Meanwhile, a recently elected Republican House is taking steps to go in the other direction through budget cuts to the EPA. Environmental activism in the US is, in effect, looking to up-end the democratic process – an all too common theme across the Left – by empowering the courts to make policy in perhaps the single most critical policy area for American prosperity.


The agency will lose $1.6 billion as part of a deal between President Barack Obama and congressional leaders to produce $38 billion in spending cuts for the rest of the 2011 fiscal year, according to legislation made public today. A plan detailing where the cuts will be made is due in 30 days.

Republicans argued for a larger cut plus provisions that would bar the EPA from enforcing rules on reducing carbon dioxide from power plants and factories.
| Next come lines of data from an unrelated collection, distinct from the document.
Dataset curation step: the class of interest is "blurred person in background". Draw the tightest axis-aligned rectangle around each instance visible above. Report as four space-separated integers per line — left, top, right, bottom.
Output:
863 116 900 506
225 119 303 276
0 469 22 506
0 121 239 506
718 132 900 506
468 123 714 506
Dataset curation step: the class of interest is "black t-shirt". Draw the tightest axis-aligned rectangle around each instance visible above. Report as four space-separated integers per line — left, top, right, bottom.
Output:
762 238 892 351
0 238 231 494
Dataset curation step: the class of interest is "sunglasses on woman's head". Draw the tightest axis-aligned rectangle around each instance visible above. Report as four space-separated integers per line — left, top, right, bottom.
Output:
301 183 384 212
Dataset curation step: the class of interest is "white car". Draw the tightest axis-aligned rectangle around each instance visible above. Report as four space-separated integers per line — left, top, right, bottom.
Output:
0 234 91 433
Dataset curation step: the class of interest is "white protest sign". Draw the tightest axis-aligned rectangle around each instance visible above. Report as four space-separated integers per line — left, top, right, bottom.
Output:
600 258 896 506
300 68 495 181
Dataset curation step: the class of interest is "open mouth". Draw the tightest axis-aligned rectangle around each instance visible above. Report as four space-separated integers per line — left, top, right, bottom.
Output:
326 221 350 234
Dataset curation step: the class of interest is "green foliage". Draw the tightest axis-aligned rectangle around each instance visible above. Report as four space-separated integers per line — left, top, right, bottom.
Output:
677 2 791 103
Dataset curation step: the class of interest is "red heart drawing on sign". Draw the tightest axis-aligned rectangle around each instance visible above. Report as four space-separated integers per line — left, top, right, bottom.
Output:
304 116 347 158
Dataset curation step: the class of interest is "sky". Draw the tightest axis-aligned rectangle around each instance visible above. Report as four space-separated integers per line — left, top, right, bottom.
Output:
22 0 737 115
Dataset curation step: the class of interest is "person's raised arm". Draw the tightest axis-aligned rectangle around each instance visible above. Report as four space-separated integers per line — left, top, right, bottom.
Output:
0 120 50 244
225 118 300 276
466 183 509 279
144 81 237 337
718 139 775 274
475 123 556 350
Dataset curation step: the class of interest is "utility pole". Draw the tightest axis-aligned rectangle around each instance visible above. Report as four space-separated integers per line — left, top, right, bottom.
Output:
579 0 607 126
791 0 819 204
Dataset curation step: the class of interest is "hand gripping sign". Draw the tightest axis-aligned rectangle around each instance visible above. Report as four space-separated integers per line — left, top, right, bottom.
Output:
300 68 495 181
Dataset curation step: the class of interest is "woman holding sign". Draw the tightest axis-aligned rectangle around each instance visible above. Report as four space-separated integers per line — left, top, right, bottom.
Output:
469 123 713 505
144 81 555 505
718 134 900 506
The budget deal accepted by Obama will undermine efforts to reduce pollution from mountaintop coal mining and mercury emissions from power plants, said Gabe Wisniewski, coal campaign director for the environmental group Greenpeace.

Also, as if all that isn’t bad enough, the EPA recently admitted it has zero interest in worrying about job production in America – video at link. Of course, all this plays out as the economy lags, unemployment skyrockets and American jobs continue to disappear.

The EPA has admitted that they don’t even consider jobs when they do their economic analysis. No really. They don’t even think about the potential impact on unemployment. This is appalling, coming from an administration that has said over and over and over again that jobs are the top priority.